READINGS 4.A., 4.B., 4.C.

  • Kaiser Permanente’s philosophy of Managed Care, which focuses on the primacy of Primary Care and the necessity for highly coordinated efforts by insurers and providers, was a major inspiration for the types of Managed Health Insurance Plans implemented throughout the 1990s.

  • Essential to the Kaiser Permanente philosophy was the belief in the primacy of Primary Care within the system by which personal health care services were delivered in the United states. This belief, championed from the 1960’s and thereafter by policy makers such as Barbara Starfield, asserted that reasonably priced quality health care could only be delivered on a routine basis if patients worked closely and routinely with assigned Primary Care Physicians (individuals and/or teams).

  • At the heart of this belief in the centrality and primacy of Primary Care was a belief that Primary Care Practitioners were best equipped to ensure that patients and their families received Continuous, Comprehensive, and Coordinated patient care.

  1. THE PRINCIPAL TYPES OF MANAGED CARE PLANS IMPLEMENTED IN THE 1990s – HEALTH MAINTENANCE ORGANIZATIONS (HMOs), POINT OF SERVICE PLANS (POS), AND PREFERRED PROVIDER ORGANIZATIONS (PPO).

  • By the late 1980s the primary kinds of Managed Care Health Plans had been developed, and were offered to employers and employees throughout the period of the great health insurance plan transitions between 1988 and 1996.

  • HMOs, Point of Service Plans, and PPOs varied in the extent to which the particular type of insurance plan regulated key aspects of the process by which enrollees, advised by doctors, accessed personal health care services covered by those plans. HMOs and POS plans were most regulated, and PPOs were much less so.
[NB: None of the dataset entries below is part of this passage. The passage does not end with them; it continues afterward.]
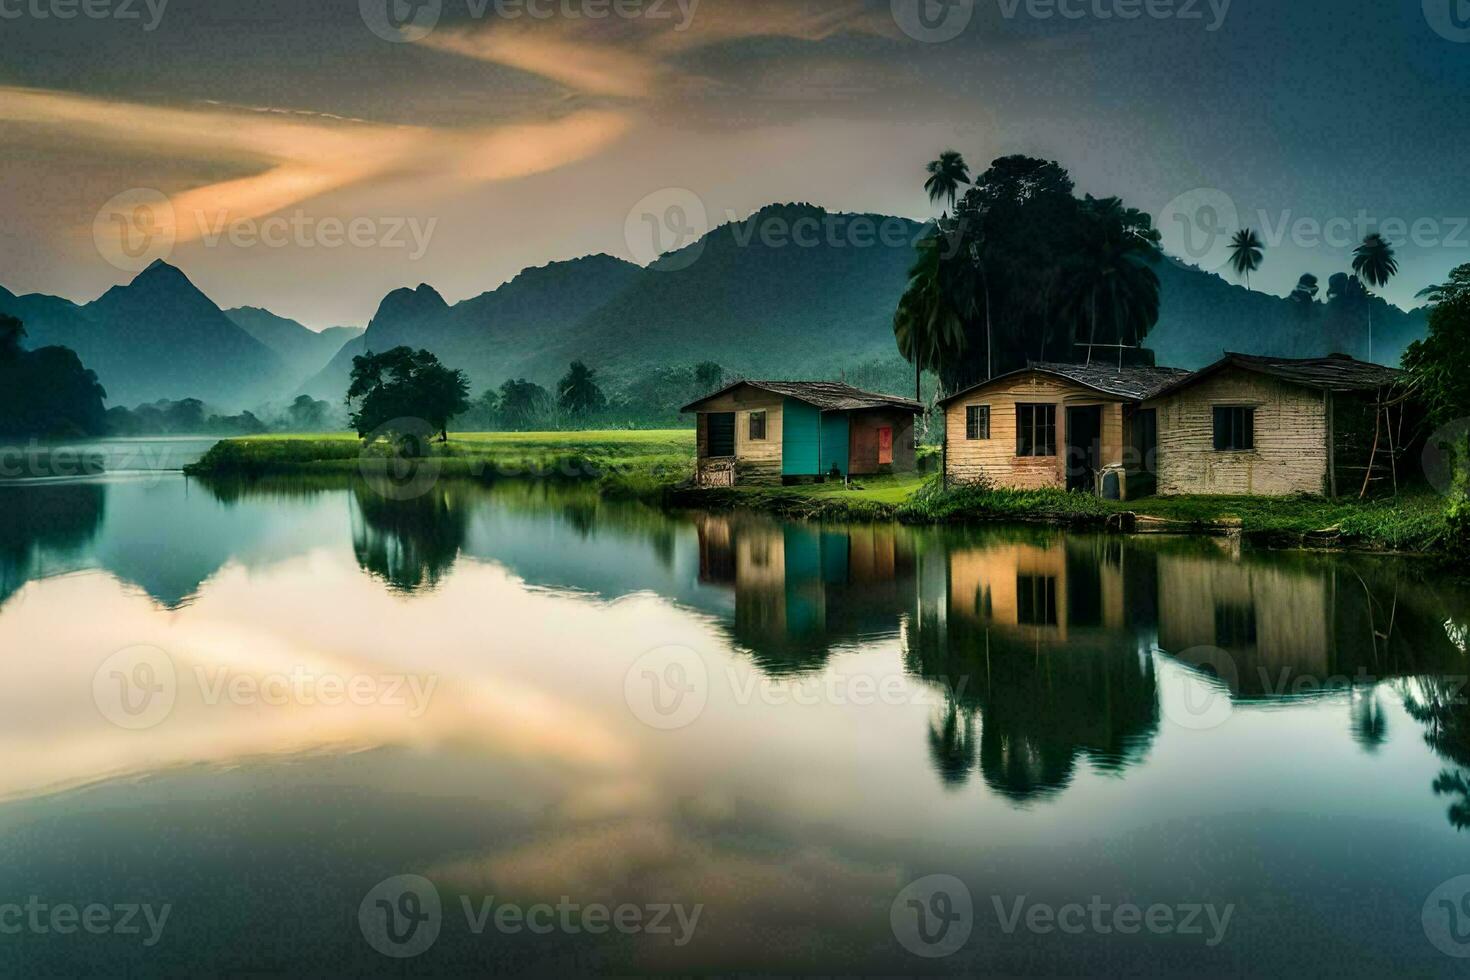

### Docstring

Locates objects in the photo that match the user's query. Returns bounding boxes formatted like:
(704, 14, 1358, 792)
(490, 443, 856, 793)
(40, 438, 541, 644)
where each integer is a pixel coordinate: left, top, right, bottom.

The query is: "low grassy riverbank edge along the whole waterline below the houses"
(184, 433, 1470, 567)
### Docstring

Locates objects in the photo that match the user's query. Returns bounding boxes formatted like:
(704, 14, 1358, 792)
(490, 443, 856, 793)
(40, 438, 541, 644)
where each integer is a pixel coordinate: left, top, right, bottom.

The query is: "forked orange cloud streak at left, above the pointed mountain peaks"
(0, 87, 631, 242)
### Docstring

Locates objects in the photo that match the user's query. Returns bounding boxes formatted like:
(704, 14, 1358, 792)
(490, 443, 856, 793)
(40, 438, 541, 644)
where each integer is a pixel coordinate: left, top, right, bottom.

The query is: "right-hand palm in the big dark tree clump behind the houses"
(1060, 195, 1160, 366)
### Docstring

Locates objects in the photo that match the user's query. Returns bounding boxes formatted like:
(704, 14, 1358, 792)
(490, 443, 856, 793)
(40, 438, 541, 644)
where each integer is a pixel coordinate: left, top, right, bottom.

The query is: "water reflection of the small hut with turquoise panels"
(697, 514, 914, 674)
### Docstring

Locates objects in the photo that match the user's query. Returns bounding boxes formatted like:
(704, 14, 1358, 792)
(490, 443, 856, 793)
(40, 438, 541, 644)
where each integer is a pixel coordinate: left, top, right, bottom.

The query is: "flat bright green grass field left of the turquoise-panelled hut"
(185, 429, 694, 497)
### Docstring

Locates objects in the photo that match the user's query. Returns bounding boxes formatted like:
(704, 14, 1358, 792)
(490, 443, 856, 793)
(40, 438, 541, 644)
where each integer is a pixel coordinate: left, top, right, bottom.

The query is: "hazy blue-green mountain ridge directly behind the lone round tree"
(306, 256, 642, 403)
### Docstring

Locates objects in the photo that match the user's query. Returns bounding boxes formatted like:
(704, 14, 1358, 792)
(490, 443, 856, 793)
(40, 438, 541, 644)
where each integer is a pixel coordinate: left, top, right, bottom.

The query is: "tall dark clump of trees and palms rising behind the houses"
(894, 156, 1160, 391)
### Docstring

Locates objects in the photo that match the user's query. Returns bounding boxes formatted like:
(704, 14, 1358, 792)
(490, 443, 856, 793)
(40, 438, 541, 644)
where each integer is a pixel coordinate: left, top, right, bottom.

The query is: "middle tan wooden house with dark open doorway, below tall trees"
(939, 363, 1189, 498)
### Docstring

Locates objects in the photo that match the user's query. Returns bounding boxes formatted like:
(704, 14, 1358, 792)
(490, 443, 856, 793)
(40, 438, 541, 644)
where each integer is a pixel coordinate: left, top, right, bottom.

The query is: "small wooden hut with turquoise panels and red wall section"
(684, 381, 923, 486)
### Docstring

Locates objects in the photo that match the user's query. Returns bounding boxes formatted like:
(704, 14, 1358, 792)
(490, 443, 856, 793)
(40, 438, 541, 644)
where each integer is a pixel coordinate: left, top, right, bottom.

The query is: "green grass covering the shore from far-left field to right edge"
(188, 429, 1470, 555)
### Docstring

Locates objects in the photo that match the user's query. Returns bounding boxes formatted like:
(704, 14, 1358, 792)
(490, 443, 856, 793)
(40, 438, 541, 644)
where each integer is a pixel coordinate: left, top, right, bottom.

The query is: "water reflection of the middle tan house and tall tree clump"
(907, 530, 1158, 801)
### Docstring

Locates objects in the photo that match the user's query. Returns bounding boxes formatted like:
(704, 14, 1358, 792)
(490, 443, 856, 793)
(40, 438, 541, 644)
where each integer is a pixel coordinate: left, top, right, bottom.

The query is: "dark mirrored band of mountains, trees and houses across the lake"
(0, 478, 1470, 827)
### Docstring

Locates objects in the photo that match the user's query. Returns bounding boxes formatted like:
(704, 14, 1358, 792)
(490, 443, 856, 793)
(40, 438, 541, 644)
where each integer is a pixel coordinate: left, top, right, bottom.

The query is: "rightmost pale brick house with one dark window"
(1142, 354, 1413, 497)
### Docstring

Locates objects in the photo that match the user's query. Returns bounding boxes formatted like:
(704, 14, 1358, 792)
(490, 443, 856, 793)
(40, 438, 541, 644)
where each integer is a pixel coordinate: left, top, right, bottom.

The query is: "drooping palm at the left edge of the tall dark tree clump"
(894, 229, 973, 401)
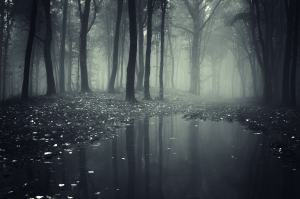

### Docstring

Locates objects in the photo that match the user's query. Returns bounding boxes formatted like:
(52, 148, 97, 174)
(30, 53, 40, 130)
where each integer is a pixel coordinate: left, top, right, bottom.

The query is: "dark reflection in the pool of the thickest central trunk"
(125, 125, 136, 199)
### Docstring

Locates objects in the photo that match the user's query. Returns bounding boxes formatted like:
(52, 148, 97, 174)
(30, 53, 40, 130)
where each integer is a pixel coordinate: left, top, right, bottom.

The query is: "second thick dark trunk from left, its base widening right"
(42, 0, 56, 96)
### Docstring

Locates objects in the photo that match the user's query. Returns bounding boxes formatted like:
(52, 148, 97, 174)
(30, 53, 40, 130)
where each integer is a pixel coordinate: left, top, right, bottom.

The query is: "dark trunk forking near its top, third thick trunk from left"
(79, 0, 91, 92)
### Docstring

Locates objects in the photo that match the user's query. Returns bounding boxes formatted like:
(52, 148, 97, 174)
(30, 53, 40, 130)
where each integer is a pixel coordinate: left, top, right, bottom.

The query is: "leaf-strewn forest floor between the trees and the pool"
(0, 88, 300, 177)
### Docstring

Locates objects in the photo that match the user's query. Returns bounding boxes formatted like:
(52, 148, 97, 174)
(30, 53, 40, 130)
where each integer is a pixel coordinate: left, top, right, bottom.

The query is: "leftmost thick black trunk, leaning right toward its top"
(21, 0, 38, 99)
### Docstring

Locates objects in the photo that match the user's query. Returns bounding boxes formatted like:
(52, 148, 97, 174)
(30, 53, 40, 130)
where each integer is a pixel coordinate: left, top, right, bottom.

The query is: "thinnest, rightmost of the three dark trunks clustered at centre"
(159, 0, 167, 100)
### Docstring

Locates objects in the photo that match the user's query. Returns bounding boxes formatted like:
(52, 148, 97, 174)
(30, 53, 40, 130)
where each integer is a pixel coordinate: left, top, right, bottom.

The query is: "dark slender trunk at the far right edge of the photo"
(290, 3, 300, 107)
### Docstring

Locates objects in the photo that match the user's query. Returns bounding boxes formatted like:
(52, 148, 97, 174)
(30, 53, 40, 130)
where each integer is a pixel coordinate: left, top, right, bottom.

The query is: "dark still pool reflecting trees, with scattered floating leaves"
(1, 115, 300, 199)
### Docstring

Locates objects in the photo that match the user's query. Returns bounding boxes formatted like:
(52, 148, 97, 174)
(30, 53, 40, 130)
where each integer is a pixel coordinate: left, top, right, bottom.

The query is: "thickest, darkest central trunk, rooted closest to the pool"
(126, 0, 137, 102)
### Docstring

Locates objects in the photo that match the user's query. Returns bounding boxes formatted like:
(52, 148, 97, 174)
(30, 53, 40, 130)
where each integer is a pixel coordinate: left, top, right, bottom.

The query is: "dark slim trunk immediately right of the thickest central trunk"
(144, 0, 153, 100)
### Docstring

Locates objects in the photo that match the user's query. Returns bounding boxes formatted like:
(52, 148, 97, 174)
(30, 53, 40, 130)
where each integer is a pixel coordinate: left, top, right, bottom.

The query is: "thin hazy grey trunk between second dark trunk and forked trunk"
(59, 0, 68, 93)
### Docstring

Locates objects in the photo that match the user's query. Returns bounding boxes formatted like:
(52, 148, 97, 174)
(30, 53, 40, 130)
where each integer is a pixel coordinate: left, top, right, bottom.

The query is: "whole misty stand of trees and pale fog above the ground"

In the 1990s HMOs and POS plans had the highest levels of enrollment, unlike the post Managed Care Backlash experience in the post- 2000 era when PPOs predominated (and continue to do so).

  • Key areas in which Managed Care Plans differed in the intensity and extent of their control of medical management, and physician and plan enrollee choice, included:

  • Managing limited networks of individual and institutional providers, and requiring that plan enrollees only used those provider networks to access care.

  • Requiring plan enrollees and their families to access most personal health care services with the approval of a “gatekeeper” or Primary Care Practitioner (individual or team.)

  • Aggressively negotiating payment rates for provider services, often using capitation for Primary Care Practitioners, and negotiating lower payment rates for Specialty Care Practitioners.

  • Requiring PCPs to take on extensive risk.

  • Implementing extensive Utilization Management, Case Management, and Disease Management programs.

  • Subjecting critical decisions on selected hospital admissions, access to diagnostic imaging, and access to specialty physician consultations to approval not only from PCPs, but from medical management staff within the plan.

Understanding the various types of Managed Care Health Insurance Plans, their relative levels of enrollment, and the different ways they impacted on providers, employers, and plan enrollees in the 1990s is key to understanding the successes and failures of these plans in the 1990s, and understanding the Managed Care Backlash.